Au début de l’année 2023, de nombreux soldats français et alliés ont pris part à un exercice militaire de grande ampleur. Plus de 20 000 d’entre eux, belges, américains, anglais et italiens y ont participé au mois de mars. L’enjeu principal était de simuler un conflit majeur . Il s’agit de l’entraînement le plus important depuis la fin de la Guerre Froide. Mis en place par le général Yves Métayer, de nombreuses manœuvres se sont déroulées de fin février à début mai.

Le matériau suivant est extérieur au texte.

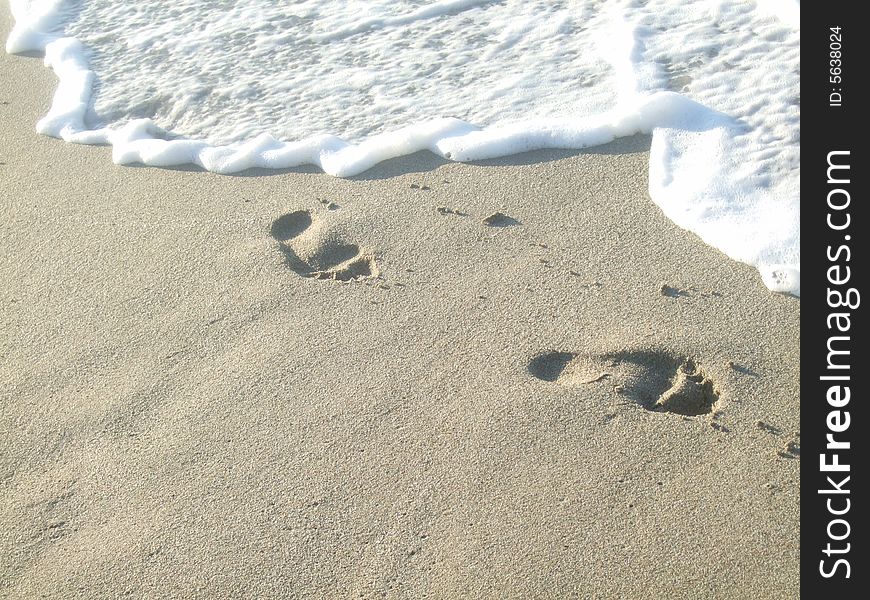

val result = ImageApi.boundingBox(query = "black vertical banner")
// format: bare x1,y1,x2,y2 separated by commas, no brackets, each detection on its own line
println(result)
803,3,866,597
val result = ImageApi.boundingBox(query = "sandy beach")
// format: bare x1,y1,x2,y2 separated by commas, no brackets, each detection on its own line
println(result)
0,8,800,599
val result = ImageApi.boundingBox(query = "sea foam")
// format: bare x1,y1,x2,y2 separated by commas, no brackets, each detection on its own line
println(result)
5,0,800,295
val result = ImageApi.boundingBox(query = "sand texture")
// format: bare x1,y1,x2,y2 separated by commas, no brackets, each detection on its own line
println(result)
1,9,799,599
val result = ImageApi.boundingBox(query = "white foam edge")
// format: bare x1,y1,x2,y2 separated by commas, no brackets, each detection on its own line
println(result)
17,31,706,176
5,0,66,54
6,3,800,295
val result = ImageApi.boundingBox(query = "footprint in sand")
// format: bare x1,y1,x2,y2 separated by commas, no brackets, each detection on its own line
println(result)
271,209,377,282
529,349,720,417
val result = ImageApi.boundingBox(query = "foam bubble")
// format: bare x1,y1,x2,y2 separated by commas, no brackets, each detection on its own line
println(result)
5,0,800,295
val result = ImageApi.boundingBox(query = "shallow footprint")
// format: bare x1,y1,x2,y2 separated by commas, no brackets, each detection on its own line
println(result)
270,209,378,282
528,349,720,416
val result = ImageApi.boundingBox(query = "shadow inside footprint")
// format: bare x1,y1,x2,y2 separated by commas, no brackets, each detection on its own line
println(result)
308,243,361,271
528,351,578,382
276,245,312,275
482,212,521,227
307,242,376,281
529,349,720,417
270,210,312,241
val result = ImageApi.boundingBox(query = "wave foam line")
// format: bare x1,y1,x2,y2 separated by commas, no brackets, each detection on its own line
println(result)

Pendant un mois, les forces armées organisent un débarquement mobilisant une force aéronavale et terrestre. Au total, plus de 7000 militaires ont été mobilisés pour établir une tête de pont dans un pays fictif. L’objectif est de répondre à une déstabilisation orchestrée par des milices soutenues par cet État hostile nommé « Mercure ». Une vingtaine de bâtiments de surface ou de sous-marins ont été engagés, ainsi que deux porte-hélicoptères et le porte-avions Charles-de-Gaulle. 

En avril, une deuxième vague d’opérations est lancée. Le but est cette fois-ci de simuler une invasion conduite par « Mercure » que les forces françaises devaient repousser. En Champagne-Ardenne, plus de 12 000 soldats français ont été déployés sur un front de 200 kilomètres de profondeur et de 50 kilomètres de largeur. Tous les moyens de l’armée de terre, y compris de nouveaux véhicules blindés, ont été employés pour l’occasion.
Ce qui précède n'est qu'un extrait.